Senin, 02 Januari 2017

Pengertian Bisnis Islami



NAMA: DHEA NITA UMAROH
NIM: 1612011032
KELAS:1A
Tugas Agama Islam VII

PENGERTIAN BISNIS SYARIAH ISLAMI

Pengertian
Dalam kamus Bahasa Indonesia, bisnis diartikan sebagai usaha dagang, usaha komersial didunia perdagangan, dan bidang usaha. Bisnis adalah sebuah aktivitas yang mengarah pada peningkatan nilai tambah melalui proses penyerahan jasa, perdagangan atau pengolahan barang (produksi).[2] Skinner mengatakan bisnis adalah pertukaran barang, jasa atau uang yang saling menguntungkan atau memberi manfaat.[3] Barang yang dimaksud adalah suatu produk yang secara fisik memiliki wujud (dapat diindra), sedangkan jasa adalah aktivitas-aktivitas yang memberi manfaat kepada konsumen atau pelaku bisnis lainnya.

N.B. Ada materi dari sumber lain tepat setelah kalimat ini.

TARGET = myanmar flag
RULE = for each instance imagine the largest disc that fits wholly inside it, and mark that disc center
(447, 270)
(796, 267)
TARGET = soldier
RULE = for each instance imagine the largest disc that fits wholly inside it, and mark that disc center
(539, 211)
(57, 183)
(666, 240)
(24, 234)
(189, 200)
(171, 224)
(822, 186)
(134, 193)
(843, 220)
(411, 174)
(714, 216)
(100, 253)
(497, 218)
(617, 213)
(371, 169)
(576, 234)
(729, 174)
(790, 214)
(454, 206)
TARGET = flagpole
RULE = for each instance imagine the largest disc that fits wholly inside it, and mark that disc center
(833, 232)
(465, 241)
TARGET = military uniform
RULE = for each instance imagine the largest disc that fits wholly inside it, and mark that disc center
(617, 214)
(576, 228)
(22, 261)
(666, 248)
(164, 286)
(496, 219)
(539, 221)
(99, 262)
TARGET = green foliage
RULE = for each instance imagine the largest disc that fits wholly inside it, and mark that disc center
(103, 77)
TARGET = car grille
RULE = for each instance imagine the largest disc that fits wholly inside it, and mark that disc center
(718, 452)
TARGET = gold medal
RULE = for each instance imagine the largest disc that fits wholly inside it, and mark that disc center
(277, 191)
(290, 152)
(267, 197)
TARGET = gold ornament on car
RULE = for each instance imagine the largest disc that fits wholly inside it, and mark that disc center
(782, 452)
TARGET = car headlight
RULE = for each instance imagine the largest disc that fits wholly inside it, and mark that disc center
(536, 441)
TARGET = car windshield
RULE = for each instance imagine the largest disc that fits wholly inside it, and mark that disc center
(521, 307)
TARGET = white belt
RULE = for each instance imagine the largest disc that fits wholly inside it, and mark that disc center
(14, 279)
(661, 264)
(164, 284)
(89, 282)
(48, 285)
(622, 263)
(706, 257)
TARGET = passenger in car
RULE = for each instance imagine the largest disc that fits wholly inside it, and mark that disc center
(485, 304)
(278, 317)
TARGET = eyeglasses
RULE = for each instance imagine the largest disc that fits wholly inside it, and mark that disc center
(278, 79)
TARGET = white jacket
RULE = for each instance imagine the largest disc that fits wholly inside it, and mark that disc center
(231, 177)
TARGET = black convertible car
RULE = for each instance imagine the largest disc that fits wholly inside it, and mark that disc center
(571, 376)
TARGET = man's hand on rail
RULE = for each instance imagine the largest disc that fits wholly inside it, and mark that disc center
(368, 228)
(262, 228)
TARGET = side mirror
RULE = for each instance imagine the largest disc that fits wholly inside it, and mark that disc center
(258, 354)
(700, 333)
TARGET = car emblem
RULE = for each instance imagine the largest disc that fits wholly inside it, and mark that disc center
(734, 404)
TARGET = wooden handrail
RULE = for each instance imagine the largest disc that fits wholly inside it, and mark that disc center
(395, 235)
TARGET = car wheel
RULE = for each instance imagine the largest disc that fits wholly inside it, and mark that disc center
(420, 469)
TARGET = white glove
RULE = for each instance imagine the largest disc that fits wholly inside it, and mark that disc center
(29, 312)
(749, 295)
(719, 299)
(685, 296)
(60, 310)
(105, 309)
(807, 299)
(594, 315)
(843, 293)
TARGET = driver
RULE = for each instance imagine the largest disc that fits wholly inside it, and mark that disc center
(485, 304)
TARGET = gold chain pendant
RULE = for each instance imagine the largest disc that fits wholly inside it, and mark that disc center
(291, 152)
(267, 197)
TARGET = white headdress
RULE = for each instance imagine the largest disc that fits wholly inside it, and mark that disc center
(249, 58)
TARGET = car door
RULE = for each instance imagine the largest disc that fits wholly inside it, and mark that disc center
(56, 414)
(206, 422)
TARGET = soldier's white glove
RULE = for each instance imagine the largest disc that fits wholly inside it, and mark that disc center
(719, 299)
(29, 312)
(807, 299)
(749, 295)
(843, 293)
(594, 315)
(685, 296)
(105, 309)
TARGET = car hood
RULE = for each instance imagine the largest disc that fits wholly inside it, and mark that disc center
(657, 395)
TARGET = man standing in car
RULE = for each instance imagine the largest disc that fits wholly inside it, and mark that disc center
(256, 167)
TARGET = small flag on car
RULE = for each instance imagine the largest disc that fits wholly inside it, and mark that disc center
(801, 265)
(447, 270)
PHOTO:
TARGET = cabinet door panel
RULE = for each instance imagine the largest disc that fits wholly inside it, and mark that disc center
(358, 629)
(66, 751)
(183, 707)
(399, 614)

Dari semua definisi tersebut, dapat disimpulkan bahwa suatu organisasi atau pelaku bisnis akan melakukan aktivitas bisnis dalam bentuk pertama, memproduksi dan atau mendistribusikan barang dan jasa; kedua, mencari profit; ketiga, mencoba memuaskan keinginan konsumen.[4]
Bisnis adalah sebuah aktifitas yang mengarah pada peningkatan nilai tambah melalui proses penyerahan jasa, perdagangan atau pengolahan barang (produksi). Menurut Yusanto dan Wijayakusuma, lebih khusus terhadap bisnis Islami adalah serangkaian aktifitas bisnis dalam berbagai bentuknya yang tidak dibatasi jumlah kepemilikan hartanya (barang/jasa) termasuk profitnya, namun dibatasi dalam cara memperolehnya dan pendayagunaan hartanya karena aturan halal dan haram.[5]

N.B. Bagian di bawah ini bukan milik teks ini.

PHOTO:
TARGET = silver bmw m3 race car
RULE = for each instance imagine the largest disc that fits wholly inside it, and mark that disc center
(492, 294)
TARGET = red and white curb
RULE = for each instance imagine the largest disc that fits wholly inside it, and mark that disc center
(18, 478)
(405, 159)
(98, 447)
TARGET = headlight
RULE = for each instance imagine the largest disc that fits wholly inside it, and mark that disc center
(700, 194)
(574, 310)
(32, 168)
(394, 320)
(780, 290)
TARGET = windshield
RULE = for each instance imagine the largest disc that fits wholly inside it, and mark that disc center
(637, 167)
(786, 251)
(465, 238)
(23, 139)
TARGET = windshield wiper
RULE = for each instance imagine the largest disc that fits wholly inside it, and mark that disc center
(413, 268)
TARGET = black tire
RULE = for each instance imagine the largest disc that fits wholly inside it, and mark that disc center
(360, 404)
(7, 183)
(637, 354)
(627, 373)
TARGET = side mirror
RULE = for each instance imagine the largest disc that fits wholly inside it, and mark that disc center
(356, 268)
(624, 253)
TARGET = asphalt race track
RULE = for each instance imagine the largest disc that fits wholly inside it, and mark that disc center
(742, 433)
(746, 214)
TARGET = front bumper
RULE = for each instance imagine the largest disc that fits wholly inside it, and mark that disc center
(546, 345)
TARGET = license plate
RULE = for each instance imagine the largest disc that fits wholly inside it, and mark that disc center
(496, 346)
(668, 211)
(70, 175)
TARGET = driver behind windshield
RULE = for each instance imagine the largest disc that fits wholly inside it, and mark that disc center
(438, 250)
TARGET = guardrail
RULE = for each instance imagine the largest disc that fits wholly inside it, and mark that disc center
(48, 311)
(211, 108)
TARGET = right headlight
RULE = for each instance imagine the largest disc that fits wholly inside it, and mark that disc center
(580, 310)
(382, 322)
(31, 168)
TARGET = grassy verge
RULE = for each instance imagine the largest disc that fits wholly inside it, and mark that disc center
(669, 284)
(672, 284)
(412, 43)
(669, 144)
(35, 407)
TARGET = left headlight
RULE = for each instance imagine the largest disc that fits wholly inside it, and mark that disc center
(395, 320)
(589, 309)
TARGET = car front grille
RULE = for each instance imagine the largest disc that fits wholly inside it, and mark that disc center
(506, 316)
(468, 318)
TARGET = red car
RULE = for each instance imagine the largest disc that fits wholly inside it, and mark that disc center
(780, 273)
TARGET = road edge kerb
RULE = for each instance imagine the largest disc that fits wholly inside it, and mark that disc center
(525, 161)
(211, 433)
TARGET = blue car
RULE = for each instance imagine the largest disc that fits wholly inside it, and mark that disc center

Dari definisi diatas dapat dibedakan terkait bisnis secara umum dan bisnis Islami yaitu ketika dalam suatu bisnis baik umum maupun Islami tidak dibatasi jumlah nilai kepemilikan berikut profit yang didapatkan. Namun, dalam bisnis Islami dibatasi terkait bagaimana cara memperolehnya yaitu dengan jalan yang baik atau tidak. Serta dibatasi juga terkait penggunaan hartanya yaitu untuk kebaikan atau keburukan. Kesemuanya itu terbatasi oleh ketentuan syar’i yaitu tentang aturan terkait halal dan haram. Sedangkan dalam bisnis umum segalanya adalah tidak terbatasi sehingga cara memperoleh serta pendayagunaannya tidak terikat aturan sebagaimana bisnis Islami.
Secara umum terdapat empat jenis input yang digunakan oleh pelaku bisnis,[6] antara lain:
  1. Sumber daya manusia, yang sekaligus berperan sebagai operator dan pengendali organisasi bisnis.

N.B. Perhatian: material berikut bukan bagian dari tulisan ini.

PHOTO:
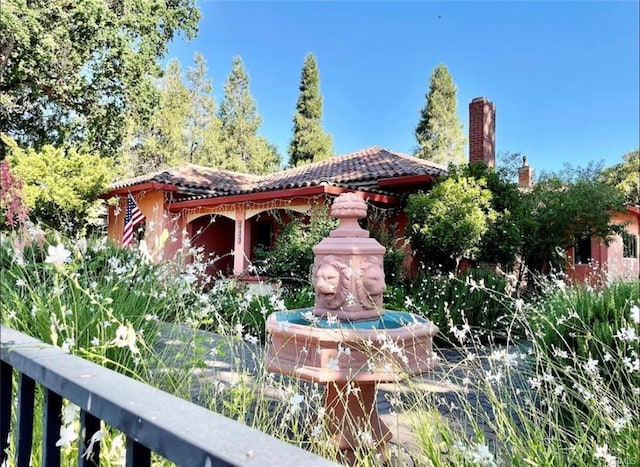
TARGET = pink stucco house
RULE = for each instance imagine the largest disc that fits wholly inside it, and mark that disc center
(591, 260)
(229, 213)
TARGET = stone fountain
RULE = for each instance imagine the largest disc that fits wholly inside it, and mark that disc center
(348, 341)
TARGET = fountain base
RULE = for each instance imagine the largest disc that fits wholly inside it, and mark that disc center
(349, 358)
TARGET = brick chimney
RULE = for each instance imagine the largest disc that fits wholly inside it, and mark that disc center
(525, 175)
(482, 131)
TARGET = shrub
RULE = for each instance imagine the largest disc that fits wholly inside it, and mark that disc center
(457, 305)
(291, 258)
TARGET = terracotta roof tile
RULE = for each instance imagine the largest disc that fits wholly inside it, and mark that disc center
(357, 170)
(197, 179)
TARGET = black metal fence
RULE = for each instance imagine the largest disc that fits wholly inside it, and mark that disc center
(152, 420)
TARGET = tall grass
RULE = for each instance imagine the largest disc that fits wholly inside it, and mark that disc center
(567, 392)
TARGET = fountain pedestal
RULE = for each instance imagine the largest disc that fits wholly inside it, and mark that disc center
(347, 341)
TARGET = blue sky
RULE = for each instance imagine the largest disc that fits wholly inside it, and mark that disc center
(564, 76)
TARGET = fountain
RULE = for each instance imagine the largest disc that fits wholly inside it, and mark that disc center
(347, 341)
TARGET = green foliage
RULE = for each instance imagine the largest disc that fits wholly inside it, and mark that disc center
(61, 187)
(558, 212)
(502, 241)
(447, 223)
(243, 149)
(396, 248)
(184, 128)
(624, 176)
(585, 324)
(309, 143)
(459, 306)
(292, 257)
(79, 305)
(79, 72)
(439, 131)
(13, 210)
(595, 333)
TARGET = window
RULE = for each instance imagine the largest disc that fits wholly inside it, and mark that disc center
(264, 235)
(582, 250)
(629, 245)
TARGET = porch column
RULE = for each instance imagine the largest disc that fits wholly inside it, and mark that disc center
(242, 242)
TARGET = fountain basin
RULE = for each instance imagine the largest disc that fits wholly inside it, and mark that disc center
(386, 349)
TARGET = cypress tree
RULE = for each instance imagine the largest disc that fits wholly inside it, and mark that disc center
(439, 131)
(244, 150)
(309, 143)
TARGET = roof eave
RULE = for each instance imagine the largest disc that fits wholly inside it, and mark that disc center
(278, 194)
(405, 180)
(137, 188)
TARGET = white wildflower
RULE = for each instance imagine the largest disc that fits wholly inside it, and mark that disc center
(626, 334)
(126, 337)
(251, 339)
(68, 435)
(68, 344)
(482, 456)
(57, 255)
(294, 402)
(591, 366)
(96, 438)
(333, 364)
(70, 413)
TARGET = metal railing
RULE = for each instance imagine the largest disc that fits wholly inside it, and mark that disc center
(152, 420)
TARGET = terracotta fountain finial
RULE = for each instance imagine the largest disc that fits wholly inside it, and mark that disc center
(348, 272)
(350, 357)
(348, 208)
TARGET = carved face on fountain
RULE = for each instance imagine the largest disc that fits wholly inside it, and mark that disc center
(371, 284)
(348, 273)
(332, 282)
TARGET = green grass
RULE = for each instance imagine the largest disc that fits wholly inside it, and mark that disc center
(567, 394)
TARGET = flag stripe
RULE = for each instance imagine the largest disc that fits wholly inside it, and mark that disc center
(133, 217)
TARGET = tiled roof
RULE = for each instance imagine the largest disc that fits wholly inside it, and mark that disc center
(358, 170)
(197, 179)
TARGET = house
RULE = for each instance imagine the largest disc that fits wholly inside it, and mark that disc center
(591, 260)
(229, 213)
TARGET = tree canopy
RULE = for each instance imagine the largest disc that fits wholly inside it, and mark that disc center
(183, 128)
(61, 187)
(243, 149)
(77, 73)
(309, 143)
(439, 131)
(448, 222)
(480, 214)
(626, 176)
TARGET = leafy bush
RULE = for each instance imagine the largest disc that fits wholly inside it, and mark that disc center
(61, 187)
(92, 299)
(291, 258)
(448, 222)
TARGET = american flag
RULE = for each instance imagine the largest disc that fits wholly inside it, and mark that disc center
(132, 218)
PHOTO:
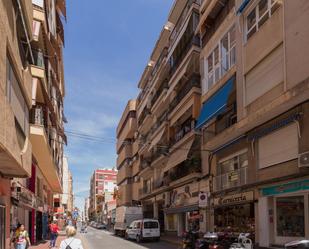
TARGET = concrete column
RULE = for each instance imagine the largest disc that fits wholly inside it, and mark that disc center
(263, 222)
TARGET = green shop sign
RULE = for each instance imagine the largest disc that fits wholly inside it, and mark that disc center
(286, 188)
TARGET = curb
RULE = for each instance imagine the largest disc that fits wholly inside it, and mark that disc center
(174, 242)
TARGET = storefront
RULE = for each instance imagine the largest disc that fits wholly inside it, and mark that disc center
(5, 193)
(285, 210)
(235, 213)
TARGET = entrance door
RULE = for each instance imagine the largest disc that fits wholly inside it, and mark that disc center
(290, 218)
(39, 228)
(2, 227)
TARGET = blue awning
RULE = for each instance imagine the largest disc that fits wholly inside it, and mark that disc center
(243, 6)
(216, 104)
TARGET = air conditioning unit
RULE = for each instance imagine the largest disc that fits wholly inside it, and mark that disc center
(303, 160)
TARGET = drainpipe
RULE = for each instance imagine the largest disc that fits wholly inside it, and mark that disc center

  2. Sumber daya alam, termasuk tanah dengan segala yang dihasilkannya.
  3. Modal, meliputi keseluruhan alat dan perlengkapan serta dana yang digunakan dalam produksi dan distribusi barang dan jasa.
  4. Enterpreneurship, yang mencakup ketrampilan dan keberanian untuk memgombinasikan ketiga faktor produksi diatas untuk mewujudkan suatu bisnis dalam rangka menghasilkan barang dan jasa
Agama Islam sangatlah menganjurkan setiap umat untuk selalu bekerja. Tidak ada satu kata pun yang menyebut bahwa orang Islam yang beriman itu disarankan untuk menjadi pengangguran karena hal tersebut merupakan perilaku syaitan. Begitu pentingya perilaku yang menjunjung tinggi etos kerja agar manusia selalu bekerja, bekerja, dan bekerja, Rasululllah Muhammad SAW bersabda di dalam dalam suatu haris yang artinya bahwa bekerja mencari rejeki yang halal merupakan kewajiban, setelah kewajiban ibadah. (HR. Ath Thabrani dan Baihaqi).
Hadis ini kemudian diperkuat dengan firman Allah dalam surah al-A’raff ayat 10:
ولقدمكنكمفىالارضوجعلنالكمفيهامعابشقليلاماتشكرون (١٠)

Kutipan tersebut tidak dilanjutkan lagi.